When I got to Great Bods I turned down the side street to go to the rear parking lot, and the white Chevy continued going straight. I breathed a sigh of relief. I either had to get over this newfound paranoia or start paying more attention so I’d know if the same car or just a look-alike turned up behind me. There was no point in imprecise paranoia.
My head was still pounding from being jerked around, so I went to my office and popped a couple of ibuprofen. Ordinarily I love what I do, but today hadn’t been a great day.
Around seven-thirty, the end-of-the-day influx was beginning to outflux, to my relief. I got a pack of peanut butter crackers from the vending machine in the break room, and that was supper. I was so tired, all I wanted to do was sit down and not move for, oh, ten hours or so.
Wyatt showed up at eight-thirty, to stay with me until closing. He gave me a sharp look that made me think I probably didn’t look my best, but all he said was, “How did you make it?”
“I was doing okay until I went to the bank, almost rear-ended a nitwit who cut in front of me, and had to slam on my brakes,” I said.
“Ouch.”
“How did your day go?”
“Pretty normal.”
Which could mean anything from dead bodies turning up in a dump to a bank robbery, though I was pretty certain I’d have heard if one of the banks in town got robbed. I needed to get my hands on his paperwork to make sure I wasn’t missing anything.

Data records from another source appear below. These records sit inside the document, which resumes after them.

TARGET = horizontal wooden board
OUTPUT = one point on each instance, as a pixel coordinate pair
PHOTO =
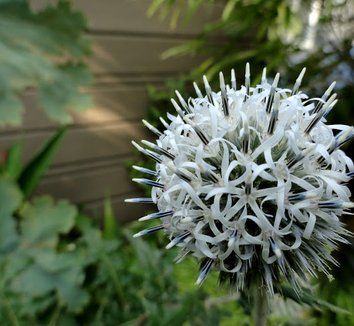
(112, 103)
(82, 143)
(88, 187)
(124, 212)
(131, 16)
(83, 185)
(138, 54)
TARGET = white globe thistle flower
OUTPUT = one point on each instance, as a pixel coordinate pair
(251, 181)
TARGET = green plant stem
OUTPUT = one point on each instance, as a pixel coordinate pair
(260, 306)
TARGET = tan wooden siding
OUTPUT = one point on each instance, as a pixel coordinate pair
(91, 162)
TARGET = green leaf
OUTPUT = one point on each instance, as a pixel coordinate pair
(43, 221)
(10, 109)
(38, 166)
(44, 50)
(10, 197)
(305, 297)
(13, 165)
(110, 227)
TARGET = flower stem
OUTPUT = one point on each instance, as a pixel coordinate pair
(260, 306)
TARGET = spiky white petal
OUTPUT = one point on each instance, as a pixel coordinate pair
(251, 181)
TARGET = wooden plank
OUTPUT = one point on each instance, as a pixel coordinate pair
(126, 54)
(124, 212)
(82, 143)
(112, 103)
(83, 185)
(130, 16)
(89, 188)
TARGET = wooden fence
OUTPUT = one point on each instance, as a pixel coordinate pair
(91, 161)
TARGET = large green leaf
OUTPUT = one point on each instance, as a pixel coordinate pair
(38, 166)
(10, 199)
(13, 165)
(306, 297)
(43, 221)
(44, 50)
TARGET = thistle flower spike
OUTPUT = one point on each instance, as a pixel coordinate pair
(229, 176)
(264, 76)
(233, 80)
(197, 90)
(208, 90)
(151, 128)
(298, 81)
(225, 104)
(248, 78)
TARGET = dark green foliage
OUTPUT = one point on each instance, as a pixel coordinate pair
(265, 33)
(56, 268)
(42, 50)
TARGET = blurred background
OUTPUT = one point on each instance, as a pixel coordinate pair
(76, 78)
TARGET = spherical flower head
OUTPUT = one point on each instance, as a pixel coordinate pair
(251, 181)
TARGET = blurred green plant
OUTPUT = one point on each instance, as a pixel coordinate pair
(276, 34)
(44, 50)
(58, 268)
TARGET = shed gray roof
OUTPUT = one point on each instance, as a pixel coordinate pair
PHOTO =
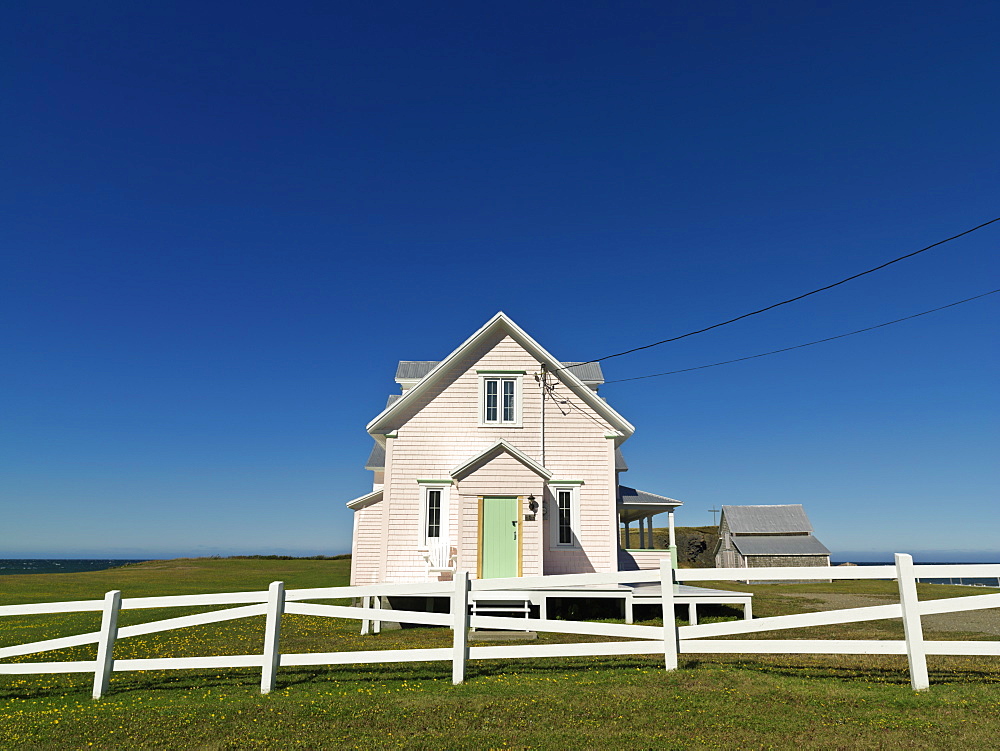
(631, 496)
(376, 459)
(779, 545)
(762, 520)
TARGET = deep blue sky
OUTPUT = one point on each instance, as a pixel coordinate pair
(222, 226)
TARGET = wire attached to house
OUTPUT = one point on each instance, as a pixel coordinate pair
(791, 299)
(807, 344)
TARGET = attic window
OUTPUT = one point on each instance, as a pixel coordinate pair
(500, 400)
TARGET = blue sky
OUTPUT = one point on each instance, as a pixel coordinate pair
(222, 226)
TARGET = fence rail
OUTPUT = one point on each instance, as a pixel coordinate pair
(668, 640)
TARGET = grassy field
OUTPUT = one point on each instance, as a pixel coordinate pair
(711, 702)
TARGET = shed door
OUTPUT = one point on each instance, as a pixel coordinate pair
(500, 531)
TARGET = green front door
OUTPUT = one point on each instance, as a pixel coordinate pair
(500, 530)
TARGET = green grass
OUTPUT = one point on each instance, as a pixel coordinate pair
(711, 702)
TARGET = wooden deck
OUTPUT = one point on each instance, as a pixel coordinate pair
(629, 594)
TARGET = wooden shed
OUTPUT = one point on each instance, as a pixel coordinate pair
(755, 536)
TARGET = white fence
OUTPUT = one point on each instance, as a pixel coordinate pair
(668, 640)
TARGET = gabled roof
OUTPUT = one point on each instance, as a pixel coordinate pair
(385, 421)
(362, 501)
(410, 370)
(763, 520)
(499, 447)
(779, 545)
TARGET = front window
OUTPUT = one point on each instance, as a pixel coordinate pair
(433, 513)
(565, 517)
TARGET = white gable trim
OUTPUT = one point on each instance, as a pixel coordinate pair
(497, 447)
(384, 421)
(364, 500)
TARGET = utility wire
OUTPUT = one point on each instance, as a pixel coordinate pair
(791, 299)
(807, 344)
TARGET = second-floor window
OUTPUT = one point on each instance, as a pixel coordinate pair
(500, 400)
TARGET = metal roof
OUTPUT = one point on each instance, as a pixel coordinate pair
(631, 496)
(376, 459)
(587, 372)
(762, 520)
(779, 545)
(409, 370)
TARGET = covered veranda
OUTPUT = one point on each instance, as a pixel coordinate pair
(639, 507)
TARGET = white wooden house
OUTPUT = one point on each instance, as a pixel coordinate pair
(500, 460)
(755, 536)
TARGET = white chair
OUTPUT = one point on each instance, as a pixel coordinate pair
(439, 557)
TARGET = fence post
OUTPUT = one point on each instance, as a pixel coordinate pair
(106, 643)
(460, 624)
(669, 621)
(272, 635)
(365, 622)
(912, 628)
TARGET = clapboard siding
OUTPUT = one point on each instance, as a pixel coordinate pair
(440, 430)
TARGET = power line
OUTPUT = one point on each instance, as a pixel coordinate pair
(791, 299)
(807, 344)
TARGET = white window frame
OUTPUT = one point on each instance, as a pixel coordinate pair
(574, 517)
(425, 491)
(514, 376)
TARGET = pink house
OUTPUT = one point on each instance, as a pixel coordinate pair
(500, 460)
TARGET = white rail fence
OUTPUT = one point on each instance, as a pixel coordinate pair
(668, 640)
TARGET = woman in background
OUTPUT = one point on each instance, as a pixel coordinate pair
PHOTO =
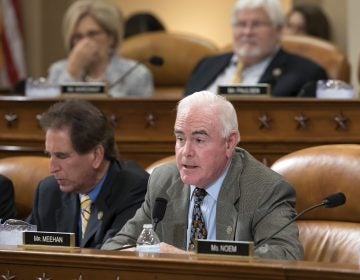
(308, 20)
(92, 32)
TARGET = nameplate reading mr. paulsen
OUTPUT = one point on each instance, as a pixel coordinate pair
(216, 247)
(78, 87)
(62, 239)
(246, 90)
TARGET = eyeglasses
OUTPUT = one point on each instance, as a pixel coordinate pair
(254, 25)
(90, 34)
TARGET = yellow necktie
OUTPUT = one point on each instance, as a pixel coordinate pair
(237, 75)
(85, 202)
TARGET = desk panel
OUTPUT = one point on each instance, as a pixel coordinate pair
(269, 128)
(87, 264)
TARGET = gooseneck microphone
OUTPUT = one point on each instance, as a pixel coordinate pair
(331, 201)
(158, 211)
(153, 60)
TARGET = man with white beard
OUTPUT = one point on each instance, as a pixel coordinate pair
(257, 56)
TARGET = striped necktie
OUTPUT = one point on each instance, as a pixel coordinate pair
(85, 202)
(238, 73)
(198, 228)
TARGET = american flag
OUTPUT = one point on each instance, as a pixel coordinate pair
(12, 59)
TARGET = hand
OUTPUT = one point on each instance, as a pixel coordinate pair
(82, 56)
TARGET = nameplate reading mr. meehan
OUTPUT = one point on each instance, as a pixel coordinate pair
(222, 247)
(62, 239)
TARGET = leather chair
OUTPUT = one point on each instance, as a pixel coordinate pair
(159, 162)
(180, 53)
(328, 234)
(25, 172)
(320, 51)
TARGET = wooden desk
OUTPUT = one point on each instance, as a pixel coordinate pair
(87, 264)
(269, 128)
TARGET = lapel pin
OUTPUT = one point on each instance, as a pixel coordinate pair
(276, 72)
(229, 230)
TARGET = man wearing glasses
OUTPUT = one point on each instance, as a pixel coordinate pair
(257, 56)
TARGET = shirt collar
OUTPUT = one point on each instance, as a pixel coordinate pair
(213, 189)
(96, 189)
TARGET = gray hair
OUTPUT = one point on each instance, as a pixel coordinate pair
(271, 7)
(205, 99)
(105, 13)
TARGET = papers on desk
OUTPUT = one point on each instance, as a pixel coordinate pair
(11, 232)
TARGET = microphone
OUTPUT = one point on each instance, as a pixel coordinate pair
(158, 211)
(153, 60)
(331, 201)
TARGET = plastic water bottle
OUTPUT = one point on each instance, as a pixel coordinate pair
(148, 241)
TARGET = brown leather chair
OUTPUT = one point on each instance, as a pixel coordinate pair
(320, 51)
(328, 234)
(25, 172)
(180, 53)
(159, 162)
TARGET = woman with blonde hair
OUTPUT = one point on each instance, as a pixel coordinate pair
(92, 31)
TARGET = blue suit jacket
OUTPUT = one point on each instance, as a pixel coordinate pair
(121, 195)
(287, 74)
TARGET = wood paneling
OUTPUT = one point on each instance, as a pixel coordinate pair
(269, 128)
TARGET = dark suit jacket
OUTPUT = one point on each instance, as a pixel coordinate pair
(287, 74)
(7, 204)
(253, 203)
(121, 195)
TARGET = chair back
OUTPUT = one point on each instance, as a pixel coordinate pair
(180, 53)
(327, 234)
(159, 162)
(25, 172)
(320, 51)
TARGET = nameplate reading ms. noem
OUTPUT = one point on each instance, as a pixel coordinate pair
(62, 239)
(246, 90)
(89, 88)
(220, 247)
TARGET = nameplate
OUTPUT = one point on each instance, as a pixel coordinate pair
(62, 239)
(88, 88)
(220, 247)
(246, 90)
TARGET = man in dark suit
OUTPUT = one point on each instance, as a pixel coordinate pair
(244, 200)
(7, 203)
(84, 163)
(257, 56)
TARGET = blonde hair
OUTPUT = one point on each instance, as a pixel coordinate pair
(105, 13)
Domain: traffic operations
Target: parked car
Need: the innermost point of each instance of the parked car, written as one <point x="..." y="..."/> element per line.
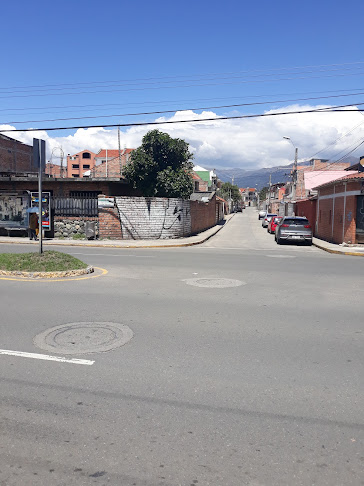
<point x="273" y="224"/>
<point x="294" y="228"/>
<point x="267" y="218"/>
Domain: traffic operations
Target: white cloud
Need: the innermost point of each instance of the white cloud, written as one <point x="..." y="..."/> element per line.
<point x="247" y="143"/>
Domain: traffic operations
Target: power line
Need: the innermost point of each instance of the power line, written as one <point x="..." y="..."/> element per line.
<point x="219" y="118"/>
<point x="351" y="151"/>
<point x="179" y="109"/>
<point x="274" y="70"/>
<point x="335" y="141"/>
<point x="103" y="105"/>
<point x="175" y="80"/>
<point x="182" y="86"/>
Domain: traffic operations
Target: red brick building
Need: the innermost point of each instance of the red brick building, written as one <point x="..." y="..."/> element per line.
<point x="109" y="164"/>
<point x="79" y="165"/>
<point x="340" y="210"/>
<point x="15" y="157"/>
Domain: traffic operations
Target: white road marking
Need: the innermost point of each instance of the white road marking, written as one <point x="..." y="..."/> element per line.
<point x="46" y="357"/>
<point x="111" y="254"/>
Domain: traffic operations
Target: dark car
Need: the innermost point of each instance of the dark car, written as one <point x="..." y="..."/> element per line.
<point x="294" y="228"/>
<point x="273" y="223"/>
<point x="267" y="218"/>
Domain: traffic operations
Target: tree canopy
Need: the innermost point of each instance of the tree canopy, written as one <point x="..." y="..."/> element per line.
<point x="228" y="190"/>
<point x="161" y="166"/>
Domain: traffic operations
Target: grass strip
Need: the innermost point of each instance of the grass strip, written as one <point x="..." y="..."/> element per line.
<point x="49" y="261"/>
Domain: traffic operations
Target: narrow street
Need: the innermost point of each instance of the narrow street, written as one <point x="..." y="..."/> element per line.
<point x="245" y="367"/>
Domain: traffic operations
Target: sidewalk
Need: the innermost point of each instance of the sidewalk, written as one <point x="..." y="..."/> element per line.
<point x="339" y="250"/>
<point x="167" y="243"/>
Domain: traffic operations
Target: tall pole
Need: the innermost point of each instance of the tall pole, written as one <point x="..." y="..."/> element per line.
<point x="270" y="186"/>
<point x="119" y="150"/>
<point x="106" y="163"/>
<point x="40" y="209"/>
<point x="39" y="161"/>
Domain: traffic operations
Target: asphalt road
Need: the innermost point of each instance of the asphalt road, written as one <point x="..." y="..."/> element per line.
<point x="257" y="383"/>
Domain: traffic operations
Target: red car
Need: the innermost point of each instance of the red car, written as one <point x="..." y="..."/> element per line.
<point x="273" y="223"/>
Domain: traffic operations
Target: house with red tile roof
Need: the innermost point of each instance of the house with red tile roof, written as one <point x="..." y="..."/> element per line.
<point x="340" y="210"/>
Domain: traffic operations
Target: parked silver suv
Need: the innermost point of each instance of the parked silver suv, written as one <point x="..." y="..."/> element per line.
<point x="294" y="228"/>
<point x="267" y="218"/>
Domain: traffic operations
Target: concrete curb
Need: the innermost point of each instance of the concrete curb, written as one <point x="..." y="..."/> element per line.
<point x="171" y="244"/>
<point x="338" y="252"/>
<point x="34" y="275"/>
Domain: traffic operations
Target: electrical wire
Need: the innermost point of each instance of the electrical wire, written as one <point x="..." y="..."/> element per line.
<point x="337" y="140"/>
<point x="175" y="110"/>
<point x="205" y="78"/>
<point x="185" y="101"/>
<point x="198" y="120"/>
<point x="274" y="71"/>
<point x="177" y="87"/>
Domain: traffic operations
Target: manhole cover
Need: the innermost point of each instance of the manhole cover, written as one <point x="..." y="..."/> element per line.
<point x="84" y="337"/>
<point x="217" y="283"/>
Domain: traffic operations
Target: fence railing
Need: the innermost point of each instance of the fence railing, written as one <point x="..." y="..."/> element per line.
<point x="75" y="206"/>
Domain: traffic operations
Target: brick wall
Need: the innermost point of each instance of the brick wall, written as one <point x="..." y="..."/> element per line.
<point x="203" y="215"/>
<point x="140" y="218"/>
<point x="332" y="221"/>
<point x="71" y="227"/>
<point x="109" y="224"/>
<point x="307" y="208"/>
<point x="153" y="218"/>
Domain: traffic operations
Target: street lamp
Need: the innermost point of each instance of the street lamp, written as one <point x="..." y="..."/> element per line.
<point x="294" y="172"/>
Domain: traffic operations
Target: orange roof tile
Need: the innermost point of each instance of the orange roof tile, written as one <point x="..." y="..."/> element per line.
<point x="112" y="153"/>
<point x="358" y="176"/>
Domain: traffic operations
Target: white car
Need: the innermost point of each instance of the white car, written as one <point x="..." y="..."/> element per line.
<point x="262" y="214"/>
<point x="267" y="218"/>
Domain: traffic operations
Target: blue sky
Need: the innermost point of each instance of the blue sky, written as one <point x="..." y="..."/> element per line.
<point x="78" y="59"/>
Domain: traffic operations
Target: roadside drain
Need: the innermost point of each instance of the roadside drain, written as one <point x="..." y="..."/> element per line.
<point x="216" y="283"/>
<point x="84" y="337"/>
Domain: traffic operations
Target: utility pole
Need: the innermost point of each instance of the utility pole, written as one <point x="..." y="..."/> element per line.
<point x="270" y="186"/>
<point x="119" y="151"/>
<point x="294" y="174"/>
<point x="39" y="161"/>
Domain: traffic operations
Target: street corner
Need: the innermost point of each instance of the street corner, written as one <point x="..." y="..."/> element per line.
<point x="54" y="276"/>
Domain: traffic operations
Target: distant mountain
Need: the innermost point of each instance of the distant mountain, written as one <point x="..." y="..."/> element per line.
<point x="260" y="178"/>
<point x="255" y="178"/>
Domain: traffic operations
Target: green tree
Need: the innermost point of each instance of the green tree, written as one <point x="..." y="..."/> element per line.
<point x="228" y="190"/>
<point x="161" y="166"/>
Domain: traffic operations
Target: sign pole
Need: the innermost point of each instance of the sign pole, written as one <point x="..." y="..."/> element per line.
<point x="39" y="161"/>
<point x="40" y="198"/>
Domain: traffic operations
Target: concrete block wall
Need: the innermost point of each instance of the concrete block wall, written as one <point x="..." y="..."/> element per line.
<point x="203" y="215"/>
<point x="70" y="227"/>
<point x="109" y="224"/>
<point x="307" y="208"/>
<point x="145" y="218"/>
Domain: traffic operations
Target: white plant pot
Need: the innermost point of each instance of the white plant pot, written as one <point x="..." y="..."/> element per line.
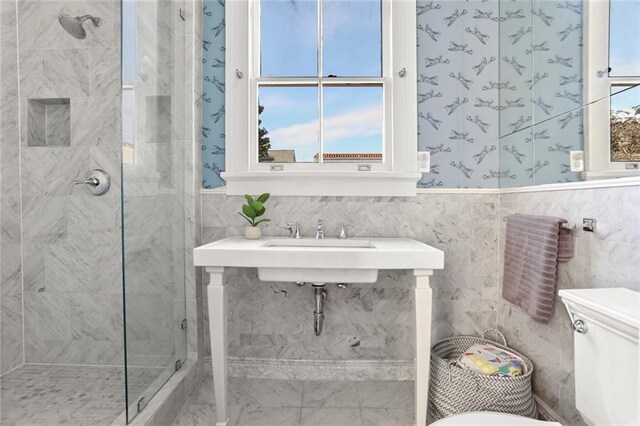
<point x="252" y="233"/>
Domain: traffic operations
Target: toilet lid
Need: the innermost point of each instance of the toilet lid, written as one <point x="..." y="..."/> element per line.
<point x="486" y="418"/>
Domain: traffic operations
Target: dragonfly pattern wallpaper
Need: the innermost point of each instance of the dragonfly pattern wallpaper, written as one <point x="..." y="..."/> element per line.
<point x="476" y="103"/>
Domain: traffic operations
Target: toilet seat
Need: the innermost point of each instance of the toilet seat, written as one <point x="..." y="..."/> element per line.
<point x="487" y="418"/>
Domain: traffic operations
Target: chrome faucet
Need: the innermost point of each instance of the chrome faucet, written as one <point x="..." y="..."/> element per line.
<point x="319" y="232"/>
<point x="294" y="229"/>
<point x="343" y="230"/>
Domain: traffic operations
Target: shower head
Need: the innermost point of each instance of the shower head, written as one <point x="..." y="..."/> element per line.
<point x="74" y="26"/>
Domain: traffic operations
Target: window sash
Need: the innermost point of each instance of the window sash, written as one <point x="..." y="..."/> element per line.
<point x="256" y="81"/>
<point x="597" y="93"/>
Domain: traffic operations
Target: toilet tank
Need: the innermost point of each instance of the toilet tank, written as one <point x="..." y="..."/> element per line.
<point x="606" y="355"/>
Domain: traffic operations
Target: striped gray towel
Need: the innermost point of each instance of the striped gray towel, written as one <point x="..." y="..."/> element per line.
<point x="533" y="247"/>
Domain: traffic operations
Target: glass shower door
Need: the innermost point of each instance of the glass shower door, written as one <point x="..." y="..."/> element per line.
<point x="152" y="195"/>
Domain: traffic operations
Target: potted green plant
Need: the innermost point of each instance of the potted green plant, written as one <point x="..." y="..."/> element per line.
<point x="251" y="212"/>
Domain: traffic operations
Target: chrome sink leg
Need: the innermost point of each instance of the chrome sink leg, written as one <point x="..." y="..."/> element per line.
<point x="320" y="295"/>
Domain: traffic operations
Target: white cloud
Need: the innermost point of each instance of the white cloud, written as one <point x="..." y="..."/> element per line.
<point x="363" y="122"/>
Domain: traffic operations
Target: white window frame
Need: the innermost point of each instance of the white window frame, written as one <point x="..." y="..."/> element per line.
<point x="597" y="89"/>
<point x="397" y="175"/>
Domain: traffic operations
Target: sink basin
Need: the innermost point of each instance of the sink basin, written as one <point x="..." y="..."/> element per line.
<point x="327" y="242"/>
<point x="330" y="260"/>
<point x="319" y="275"/>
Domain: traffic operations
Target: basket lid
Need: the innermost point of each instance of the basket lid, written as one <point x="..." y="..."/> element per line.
<point x="487" y="418"/>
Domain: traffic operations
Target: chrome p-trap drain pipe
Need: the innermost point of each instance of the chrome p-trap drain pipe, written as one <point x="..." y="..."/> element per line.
<point x="320" y="296"/>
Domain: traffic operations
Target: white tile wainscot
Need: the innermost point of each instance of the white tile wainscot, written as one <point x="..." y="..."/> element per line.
<point x="340" y="258"/>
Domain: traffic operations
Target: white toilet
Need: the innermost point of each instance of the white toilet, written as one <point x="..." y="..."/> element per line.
<point x="607" y="362"/>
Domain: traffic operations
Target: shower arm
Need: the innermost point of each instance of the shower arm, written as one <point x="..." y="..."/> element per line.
<point x="96" y="21"/>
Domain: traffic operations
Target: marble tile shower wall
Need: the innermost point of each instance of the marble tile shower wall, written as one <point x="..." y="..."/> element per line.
<point x="610" y="257"/>
<point x="363" y="322"/>
<point x="458" y="87"/>
<point x="11" y="345"/>
<point x="71" y="239"/>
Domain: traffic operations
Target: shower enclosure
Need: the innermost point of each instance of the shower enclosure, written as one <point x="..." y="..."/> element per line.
<point x="92" y="309"/>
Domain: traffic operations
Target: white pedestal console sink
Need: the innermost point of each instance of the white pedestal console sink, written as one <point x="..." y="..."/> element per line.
<point x="319" y="261"/>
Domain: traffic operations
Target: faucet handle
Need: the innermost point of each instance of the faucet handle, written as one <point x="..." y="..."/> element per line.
<point x="343" y="230"/>
<point x="289" y="227"/>
<point x="293" y="228"/>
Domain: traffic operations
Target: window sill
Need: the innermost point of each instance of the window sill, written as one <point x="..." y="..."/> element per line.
<point x="609" y="174"/>
<point x="322" y="183"/>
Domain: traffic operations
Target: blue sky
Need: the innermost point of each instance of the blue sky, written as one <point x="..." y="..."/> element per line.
<point x="353" y="116"/>
<point x="624" y="45"/>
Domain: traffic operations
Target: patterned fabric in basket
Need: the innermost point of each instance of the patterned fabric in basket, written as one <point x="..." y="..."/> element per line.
<point x="454" y="390"/>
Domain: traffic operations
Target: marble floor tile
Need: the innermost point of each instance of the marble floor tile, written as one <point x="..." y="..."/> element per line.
<point x="338" y="394"/>
<point x="321" y="403"/>
<point x="385" y="394"/>
<point x="269" y="416"/>
<point x="48" y="394"/>
<point x="387" y="416"/>
<point x="275" y="393"/>
<point x="330" y="417"/>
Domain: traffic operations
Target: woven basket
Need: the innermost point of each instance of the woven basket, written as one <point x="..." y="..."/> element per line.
<point x="455" y="390"/>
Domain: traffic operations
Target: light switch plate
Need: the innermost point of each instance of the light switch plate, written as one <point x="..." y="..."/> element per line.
<point x="424" y="161"/>
<point x="576" y="160"/>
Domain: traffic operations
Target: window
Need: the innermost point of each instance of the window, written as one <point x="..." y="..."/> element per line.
<point x="612" y="88"/>
<point x="321" y="97"/>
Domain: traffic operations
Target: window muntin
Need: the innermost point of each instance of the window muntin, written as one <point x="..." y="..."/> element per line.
<point x="353" y="55"/>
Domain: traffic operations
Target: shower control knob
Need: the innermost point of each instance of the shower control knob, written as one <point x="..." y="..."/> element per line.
<point x="97" y="181"/>
<point x="579" y="326"/>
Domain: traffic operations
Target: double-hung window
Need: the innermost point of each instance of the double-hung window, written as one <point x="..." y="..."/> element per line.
<point x="321" y="97"/>
<point x="612" y="88"/>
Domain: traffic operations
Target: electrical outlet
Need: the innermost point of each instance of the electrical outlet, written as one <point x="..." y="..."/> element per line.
<point x="424" y="161"/>
<point x="576" y="159"/>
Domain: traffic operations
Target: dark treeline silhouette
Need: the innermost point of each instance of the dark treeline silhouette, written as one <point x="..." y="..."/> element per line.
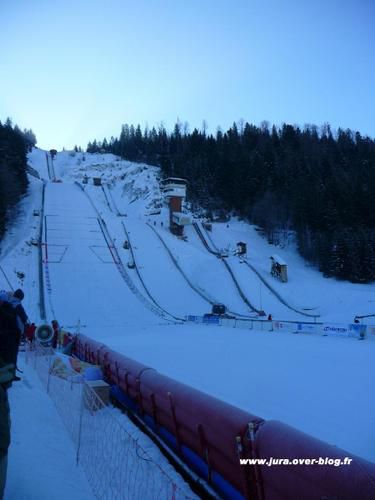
<point x="14" y="145"/>
<point x="318" y="184"/>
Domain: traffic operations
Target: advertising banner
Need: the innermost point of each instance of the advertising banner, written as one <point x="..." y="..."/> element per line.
<point x="284" y="326"/>
<point x="307" y="328"/>
<point x="335" y="330"/>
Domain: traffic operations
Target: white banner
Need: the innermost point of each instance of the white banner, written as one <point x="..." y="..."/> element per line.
<point x="335" y="329"/>
<point x="284" y="326"/>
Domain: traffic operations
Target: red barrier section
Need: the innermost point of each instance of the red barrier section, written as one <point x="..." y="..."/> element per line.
<point x="219" y="433"/>
<point x="310" y="482"/>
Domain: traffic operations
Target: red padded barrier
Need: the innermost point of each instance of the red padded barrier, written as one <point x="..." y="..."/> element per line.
<point x="219" y="422"/>
<point x="209" y="427"/>
<point x="310" y="482"/>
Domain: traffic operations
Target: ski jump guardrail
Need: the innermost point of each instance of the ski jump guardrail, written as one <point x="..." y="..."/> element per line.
<point x="106" y="199"/>
<point x="196" y="289"/>
<point x="276" y="294"/>
<point x="344" y="330"/>
<point x="141" y="278"/>
<point x="118" y="262"/>
<point x="228" y="447"/>
<point x="229" y="269"/>
<point x="118" y="213"/>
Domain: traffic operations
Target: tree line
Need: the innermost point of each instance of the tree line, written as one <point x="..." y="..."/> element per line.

The last client left, and the staff began cleaning up and putting everything to rights. I employ nine people, counting Lynn, with at least three people on each seven-and-a-half-hour shift, and four on each shift on Fridays and Saturdays, the busiest days. Everyone gets two days off, except me. I get one. That would have to change soon, and with that in mind I wrote a note to remind myself to hire an additional person.
One by one the staff finished and called out their good-byes as they left. Yawning, I stretched, feeling the echo of soreness caused by my collision with the mall parking lot. I wanted a long soak in a hot tub, but that would have to wait because most of all I just wanted to go to bed.
I did a walk-through, checking that everything was in order, double-checking that the front door was locked. I always left a couple of dim lights burning in the front. Wyatt waited at the back door for me. I set the alarm, then he opened the door as I turned out the hallway lights and we stepped outside. The motion sensor lights came on immediately, and I turned to lock the door. When I turned back around, Wyatt was crouched beside my car.
“Blair,” he said, his voice taking on that flat tone cops use when they don’t want to give anything away. I stopped in my tracks, panic and fury both rising in equal force and making a potent mixture. I’d had enough of this crap, and I was damn tired of it.
“Don’t tell me someone has put a bomb under my car!” I said indignantly. “That’s the last straw. I’ve had it. What is this, let’s-kill-Blair season? If this is just because I was a cheerleader, then people need to get a grip, there are a lot worse things in this world—”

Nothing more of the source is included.